La dernière remarque que je voudrais faire concerne les dictionnaires, parce qu’il y a le nôtre, mais enfin il y en a beaucoup d’autres et ils ont chacun leur approche. Le nôtre n’est pas contraignant, il n’est pas obligatoire. Nous ne sommes pas un organe de police de la langue. Nous proposons un usage, nous proposons des définitions, mais nous ne les imposons pas. Surtout ce qui est le plus important que tout, je crois, dans le dictionnaire de l’Académie, et c’est ce qui nous prend du temps d’ailleurs, c’est qu’il faut nettoyer la langue, le dictionnaire, de tout ce qui n’est plus utilisé. Ceci fait une grande différence avec les dictionnaires notamment anglais, le Oxford Dictionnary, par exemple, qui est le dictionnaire anglais que l’on pourrait considérer comme notre équivalent et qui utilise absolument tous les mots anglais.

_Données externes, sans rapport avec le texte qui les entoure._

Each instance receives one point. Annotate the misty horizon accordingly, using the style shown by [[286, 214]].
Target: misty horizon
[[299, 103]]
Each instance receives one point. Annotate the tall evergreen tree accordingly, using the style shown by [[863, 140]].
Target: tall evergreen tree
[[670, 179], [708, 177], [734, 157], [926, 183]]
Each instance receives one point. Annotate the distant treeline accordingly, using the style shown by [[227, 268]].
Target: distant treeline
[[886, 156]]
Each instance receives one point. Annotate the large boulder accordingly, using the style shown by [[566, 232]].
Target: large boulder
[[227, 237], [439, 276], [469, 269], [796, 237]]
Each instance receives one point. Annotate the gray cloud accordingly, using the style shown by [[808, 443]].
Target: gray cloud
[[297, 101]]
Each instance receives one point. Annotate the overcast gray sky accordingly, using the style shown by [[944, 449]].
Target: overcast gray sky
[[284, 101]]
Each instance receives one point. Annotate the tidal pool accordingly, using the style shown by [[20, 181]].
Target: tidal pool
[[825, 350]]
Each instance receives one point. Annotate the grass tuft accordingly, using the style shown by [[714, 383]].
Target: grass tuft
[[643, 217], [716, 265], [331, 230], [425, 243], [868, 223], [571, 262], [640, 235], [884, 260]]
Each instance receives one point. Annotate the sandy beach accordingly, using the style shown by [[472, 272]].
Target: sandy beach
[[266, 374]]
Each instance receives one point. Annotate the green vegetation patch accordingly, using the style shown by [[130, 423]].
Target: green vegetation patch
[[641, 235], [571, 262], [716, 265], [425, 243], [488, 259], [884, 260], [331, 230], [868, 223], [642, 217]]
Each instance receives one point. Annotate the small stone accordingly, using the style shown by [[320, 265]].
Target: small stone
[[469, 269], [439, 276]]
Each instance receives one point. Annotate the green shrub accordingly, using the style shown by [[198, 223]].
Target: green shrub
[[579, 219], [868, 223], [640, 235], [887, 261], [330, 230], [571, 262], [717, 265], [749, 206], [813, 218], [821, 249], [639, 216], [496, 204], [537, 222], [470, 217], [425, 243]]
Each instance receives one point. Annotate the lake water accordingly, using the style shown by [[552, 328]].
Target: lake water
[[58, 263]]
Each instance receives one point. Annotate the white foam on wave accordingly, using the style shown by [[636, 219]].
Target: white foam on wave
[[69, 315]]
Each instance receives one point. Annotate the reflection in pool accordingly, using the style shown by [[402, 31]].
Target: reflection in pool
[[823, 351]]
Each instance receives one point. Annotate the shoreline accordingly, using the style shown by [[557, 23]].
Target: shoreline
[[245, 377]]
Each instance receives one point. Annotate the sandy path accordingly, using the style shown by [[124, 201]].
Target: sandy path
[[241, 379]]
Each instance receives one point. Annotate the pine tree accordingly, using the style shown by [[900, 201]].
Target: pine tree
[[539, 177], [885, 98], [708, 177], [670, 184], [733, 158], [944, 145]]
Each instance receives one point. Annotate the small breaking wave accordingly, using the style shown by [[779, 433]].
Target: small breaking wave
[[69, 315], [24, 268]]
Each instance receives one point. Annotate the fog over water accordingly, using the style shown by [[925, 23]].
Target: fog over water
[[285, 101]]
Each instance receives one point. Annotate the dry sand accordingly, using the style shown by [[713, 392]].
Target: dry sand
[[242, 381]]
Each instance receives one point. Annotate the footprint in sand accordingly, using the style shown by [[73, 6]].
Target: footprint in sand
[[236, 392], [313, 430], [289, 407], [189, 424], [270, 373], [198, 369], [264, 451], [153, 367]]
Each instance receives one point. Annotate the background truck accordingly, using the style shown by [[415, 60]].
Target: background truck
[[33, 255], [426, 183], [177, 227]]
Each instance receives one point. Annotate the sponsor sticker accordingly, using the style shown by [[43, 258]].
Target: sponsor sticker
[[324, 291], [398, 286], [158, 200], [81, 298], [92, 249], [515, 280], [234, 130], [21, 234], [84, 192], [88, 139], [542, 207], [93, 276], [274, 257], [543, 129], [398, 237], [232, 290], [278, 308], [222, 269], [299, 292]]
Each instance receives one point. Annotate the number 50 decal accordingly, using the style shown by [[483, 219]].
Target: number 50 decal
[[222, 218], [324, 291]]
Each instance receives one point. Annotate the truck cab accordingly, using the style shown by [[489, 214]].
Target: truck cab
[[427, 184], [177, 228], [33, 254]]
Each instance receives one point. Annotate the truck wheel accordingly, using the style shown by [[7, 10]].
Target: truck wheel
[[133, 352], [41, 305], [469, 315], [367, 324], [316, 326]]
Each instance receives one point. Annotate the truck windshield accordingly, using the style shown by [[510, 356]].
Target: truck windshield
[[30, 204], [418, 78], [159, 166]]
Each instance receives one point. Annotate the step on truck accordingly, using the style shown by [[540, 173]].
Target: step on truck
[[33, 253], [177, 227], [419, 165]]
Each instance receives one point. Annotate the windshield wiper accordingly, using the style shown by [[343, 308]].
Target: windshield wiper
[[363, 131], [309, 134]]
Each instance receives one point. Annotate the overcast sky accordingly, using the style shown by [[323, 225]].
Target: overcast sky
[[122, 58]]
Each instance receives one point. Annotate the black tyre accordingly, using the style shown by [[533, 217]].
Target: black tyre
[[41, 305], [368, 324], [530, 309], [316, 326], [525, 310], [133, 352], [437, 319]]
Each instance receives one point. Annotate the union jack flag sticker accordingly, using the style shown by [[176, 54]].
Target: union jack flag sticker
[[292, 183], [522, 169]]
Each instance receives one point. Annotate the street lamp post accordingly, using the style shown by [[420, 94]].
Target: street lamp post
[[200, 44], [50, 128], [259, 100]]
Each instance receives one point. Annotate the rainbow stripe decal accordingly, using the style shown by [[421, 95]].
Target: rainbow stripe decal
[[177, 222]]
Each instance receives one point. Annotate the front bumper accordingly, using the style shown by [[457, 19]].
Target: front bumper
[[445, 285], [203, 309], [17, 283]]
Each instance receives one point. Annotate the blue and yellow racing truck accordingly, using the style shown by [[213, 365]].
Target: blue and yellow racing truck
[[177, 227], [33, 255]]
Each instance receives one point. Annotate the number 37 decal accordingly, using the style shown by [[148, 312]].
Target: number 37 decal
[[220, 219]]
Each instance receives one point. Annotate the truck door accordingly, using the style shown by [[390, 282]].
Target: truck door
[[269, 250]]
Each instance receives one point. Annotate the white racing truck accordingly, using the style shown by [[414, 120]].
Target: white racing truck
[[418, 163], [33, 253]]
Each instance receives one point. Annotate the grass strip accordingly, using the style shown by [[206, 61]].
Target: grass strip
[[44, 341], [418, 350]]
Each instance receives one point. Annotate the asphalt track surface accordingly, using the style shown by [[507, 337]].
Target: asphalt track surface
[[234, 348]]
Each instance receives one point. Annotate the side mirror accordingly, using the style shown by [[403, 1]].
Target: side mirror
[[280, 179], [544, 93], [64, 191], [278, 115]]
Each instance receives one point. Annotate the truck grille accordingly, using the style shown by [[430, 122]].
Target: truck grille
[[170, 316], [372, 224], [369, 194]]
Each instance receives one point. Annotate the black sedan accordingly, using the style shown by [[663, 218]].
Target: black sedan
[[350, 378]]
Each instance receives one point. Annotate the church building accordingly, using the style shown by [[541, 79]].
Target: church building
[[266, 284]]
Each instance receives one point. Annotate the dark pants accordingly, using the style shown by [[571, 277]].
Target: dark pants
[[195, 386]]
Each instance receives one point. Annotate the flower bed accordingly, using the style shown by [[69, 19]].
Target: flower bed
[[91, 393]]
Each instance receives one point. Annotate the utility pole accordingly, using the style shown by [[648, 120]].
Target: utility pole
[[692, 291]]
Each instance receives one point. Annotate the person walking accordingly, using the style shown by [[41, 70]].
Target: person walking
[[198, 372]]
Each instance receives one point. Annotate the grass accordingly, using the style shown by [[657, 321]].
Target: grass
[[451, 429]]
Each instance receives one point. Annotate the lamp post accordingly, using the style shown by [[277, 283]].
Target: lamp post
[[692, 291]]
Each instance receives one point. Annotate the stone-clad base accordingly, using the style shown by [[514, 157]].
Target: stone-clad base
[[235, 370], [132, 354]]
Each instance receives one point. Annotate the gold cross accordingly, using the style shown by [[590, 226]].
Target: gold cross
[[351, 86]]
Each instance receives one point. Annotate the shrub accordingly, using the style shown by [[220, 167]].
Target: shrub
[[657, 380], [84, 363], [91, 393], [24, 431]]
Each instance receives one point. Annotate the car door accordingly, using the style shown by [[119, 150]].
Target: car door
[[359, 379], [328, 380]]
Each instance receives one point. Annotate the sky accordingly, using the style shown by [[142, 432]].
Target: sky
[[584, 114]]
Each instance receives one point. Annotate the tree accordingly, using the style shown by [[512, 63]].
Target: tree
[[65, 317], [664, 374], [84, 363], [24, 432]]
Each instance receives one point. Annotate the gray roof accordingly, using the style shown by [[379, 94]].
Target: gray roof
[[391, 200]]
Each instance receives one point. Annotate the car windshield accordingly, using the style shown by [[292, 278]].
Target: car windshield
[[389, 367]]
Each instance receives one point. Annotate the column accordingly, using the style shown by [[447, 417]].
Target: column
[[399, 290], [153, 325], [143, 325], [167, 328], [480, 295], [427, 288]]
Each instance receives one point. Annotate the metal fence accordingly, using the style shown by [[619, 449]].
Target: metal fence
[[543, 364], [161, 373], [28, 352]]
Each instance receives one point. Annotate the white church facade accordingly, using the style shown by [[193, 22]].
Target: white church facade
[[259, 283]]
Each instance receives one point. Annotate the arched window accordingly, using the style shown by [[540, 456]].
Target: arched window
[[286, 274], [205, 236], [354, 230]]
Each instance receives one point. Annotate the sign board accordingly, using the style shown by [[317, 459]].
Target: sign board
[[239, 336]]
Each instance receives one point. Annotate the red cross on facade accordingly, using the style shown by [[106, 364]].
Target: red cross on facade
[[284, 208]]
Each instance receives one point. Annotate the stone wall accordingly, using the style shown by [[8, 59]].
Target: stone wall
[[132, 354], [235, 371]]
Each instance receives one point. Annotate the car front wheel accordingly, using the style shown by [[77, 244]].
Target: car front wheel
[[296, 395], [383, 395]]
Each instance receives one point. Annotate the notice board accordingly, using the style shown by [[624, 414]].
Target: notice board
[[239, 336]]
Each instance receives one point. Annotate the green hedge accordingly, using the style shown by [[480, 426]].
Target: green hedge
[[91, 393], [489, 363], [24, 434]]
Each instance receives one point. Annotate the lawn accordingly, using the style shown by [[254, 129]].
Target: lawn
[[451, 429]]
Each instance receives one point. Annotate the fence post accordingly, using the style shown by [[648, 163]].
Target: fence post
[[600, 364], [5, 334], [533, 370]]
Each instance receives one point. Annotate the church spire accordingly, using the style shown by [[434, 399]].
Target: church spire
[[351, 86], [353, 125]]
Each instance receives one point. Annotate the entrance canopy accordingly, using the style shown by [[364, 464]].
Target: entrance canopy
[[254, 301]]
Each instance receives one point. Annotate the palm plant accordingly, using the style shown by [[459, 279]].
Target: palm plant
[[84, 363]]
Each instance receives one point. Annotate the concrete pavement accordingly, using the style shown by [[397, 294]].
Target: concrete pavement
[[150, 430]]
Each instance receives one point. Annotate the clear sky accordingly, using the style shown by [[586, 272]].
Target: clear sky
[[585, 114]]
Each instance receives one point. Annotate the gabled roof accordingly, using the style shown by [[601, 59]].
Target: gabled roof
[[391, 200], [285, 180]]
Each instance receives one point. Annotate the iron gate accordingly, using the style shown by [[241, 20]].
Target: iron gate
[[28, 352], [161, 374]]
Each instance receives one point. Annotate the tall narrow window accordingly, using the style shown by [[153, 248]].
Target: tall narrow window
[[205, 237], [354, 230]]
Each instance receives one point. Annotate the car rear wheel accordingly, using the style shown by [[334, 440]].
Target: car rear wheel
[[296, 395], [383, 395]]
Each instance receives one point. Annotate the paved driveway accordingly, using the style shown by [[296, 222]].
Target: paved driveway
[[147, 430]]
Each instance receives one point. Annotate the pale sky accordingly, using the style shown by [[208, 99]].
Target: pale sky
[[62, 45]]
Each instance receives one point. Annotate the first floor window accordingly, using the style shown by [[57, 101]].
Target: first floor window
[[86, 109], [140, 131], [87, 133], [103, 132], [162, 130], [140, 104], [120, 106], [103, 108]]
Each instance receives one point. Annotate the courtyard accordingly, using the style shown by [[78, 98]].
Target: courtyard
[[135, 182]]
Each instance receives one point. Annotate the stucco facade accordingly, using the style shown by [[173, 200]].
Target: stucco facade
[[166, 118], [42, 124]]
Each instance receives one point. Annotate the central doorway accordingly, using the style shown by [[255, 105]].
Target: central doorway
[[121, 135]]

Nous, on va considérer que le mot doit avoir une certaine généralité dans son utilisation, qu’il soit parlé par un groupe suffisamment large, de façon suffisamment ancienne, de façon suffisamment régulière, donc nous avons un dictionnaire vivant. Evidemment si on fait ce combat de coqs qui consiste à dire combien on a de mots dans notre langue, nous sommes perdants. Nous avons beaucoup moins de mots que les Anglais parce que nous n’avons plus que des mots utiles et vivants.